Стараясь перевести тему, спросила о том, как был обустроен быт. Андрей Владимирович охарактеризовал его одним словом – «никак».
– В условиях постоянной угрозы и напряжённой обстановки всё сводилось к минимализму. В основном мы жили в машинах, пока двигались –
это был наш временный дом. Ночью, однако, спать в них было строго запрещено. Командование знало, что противник нацелен именно на автомобили, так как вероятность уничтожить сразу 30-40 военнослужащих в одном ударе значительно выше. Поэтому мы искали укрытие где угодно, лишь бы не попасть под обстрел.
Питание… В основном, это сухпайки, готовить еду попросту не было возможности – суточное движение составляло около 900 километров, что требовало от нас полной концентрации и физической выносливости. Я проводил в кабине КамАЗа по 13-14 часов подряд. Это не иномарка с комфортом, а грузовик, который не так уж лёгок в управлении. Ноги опухали от долгого сидения, а спина напоминала о себе после каждого переезда. И тут я искренне благодарен медикам на передовой. Они всегда были готовы прийти на помощь. Их профессионализм и быстрая реакция спасали жизни – делали необходимые уколы и были рядом в самые критические моменты, – признаётся мужчина.

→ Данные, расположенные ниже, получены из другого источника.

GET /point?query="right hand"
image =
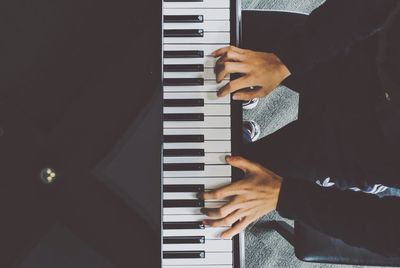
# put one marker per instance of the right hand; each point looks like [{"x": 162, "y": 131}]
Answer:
[{"x": 262, "y": 71}]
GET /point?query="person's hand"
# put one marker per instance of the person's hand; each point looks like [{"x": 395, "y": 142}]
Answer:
[
  {"x": 250, "y": 198},
  {"x": 261, "y": 71}
]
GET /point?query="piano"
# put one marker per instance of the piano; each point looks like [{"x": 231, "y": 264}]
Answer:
[
  {"x": 199, "y": 129},
  {"x": 119, "y": 101}
]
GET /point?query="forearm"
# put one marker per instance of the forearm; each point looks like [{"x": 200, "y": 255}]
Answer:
[{"x": 358, "y": 219}]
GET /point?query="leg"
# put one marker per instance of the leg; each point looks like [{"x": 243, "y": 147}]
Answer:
[{"x": 288, "y": 149}]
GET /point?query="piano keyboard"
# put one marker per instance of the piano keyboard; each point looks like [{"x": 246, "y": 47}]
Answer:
[{"x": 197, "y": 131}]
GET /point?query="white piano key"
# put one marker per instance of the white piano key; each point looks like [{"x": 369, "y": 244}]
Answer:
[
  {"x": 209, "y": 171},
  {"x": 208, "y": 159},
  {"x": 207, "y": 26},
  {"x": 169, "y": 195},
  {"x": 207, "y": 13},
  {"x": 208, "y": 232},
  {"x": 209, "y": 183},
  {"x": 209, "y": 86},
  {"x": 199, "y": 266},
  {"x": 206, "y": 48},
  {"x": 183, "y": 218},
  {"x": 209, "y": 133},
  {"x": 191, "y": 210},
  {"x": 208, "y": 146},
  {"x": 208, "y": 37},
  {"x": 210, "y": 109},
  {"x": 204, "y": 4},
  {"x": 209, "y": 97},
  {"x": 187, "y": 195},
  {"x": 209, "y": 246},
  {"x": 209, "y": 122},
  {"x": 211, "y": 258},
  {"x": 208, "y": 62},
  {"x": 207, "y": 74}
]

– Для меня это была вторая война. Первая – Чечня, теперь – специальная военная операция. Когда вернулся с СВО, осознал, что судьба, похоже, давала мне шансы. Две войны прошёл, и пронесло – живым вернулся. Но на третий раз, боюсь, такого везения может и не быть.

Опыт, который приобрёл в девяностых, безусловно, сыграл свою роль на Украине. Я старался делиться знаниями с ребятами, служившими со мной. А с теми, кто имел опыт чеченской кампании, понимали друг друга с полуслова, и это было важно, когда каждое решение могло стать судьбоносным.
В свободные минутки занимались привычными для солдат делами: стирались и мылись. С водой были серьёзные проблемы – у местных жителей её было строго настрого запрещено брать, поэтому нам привозили запасы в бочках. Наполняли «пятишки», сооружали импровизированные душевые и пытались поддерживать хоть какую-то гигиену.

Что касается воспоминаний, то после Чечни они действительно мучили меня. Долго не мог избавиться от тех образов и эмоций. Но сейчас, пройдя через СВО, такого уже нет. Иногда снится что-то, но это скорее пережитый опыт, нежели кошмары. Возможно, время лечит, а может быть, я просто научился жить с ними и принимать их как часть своей жизни.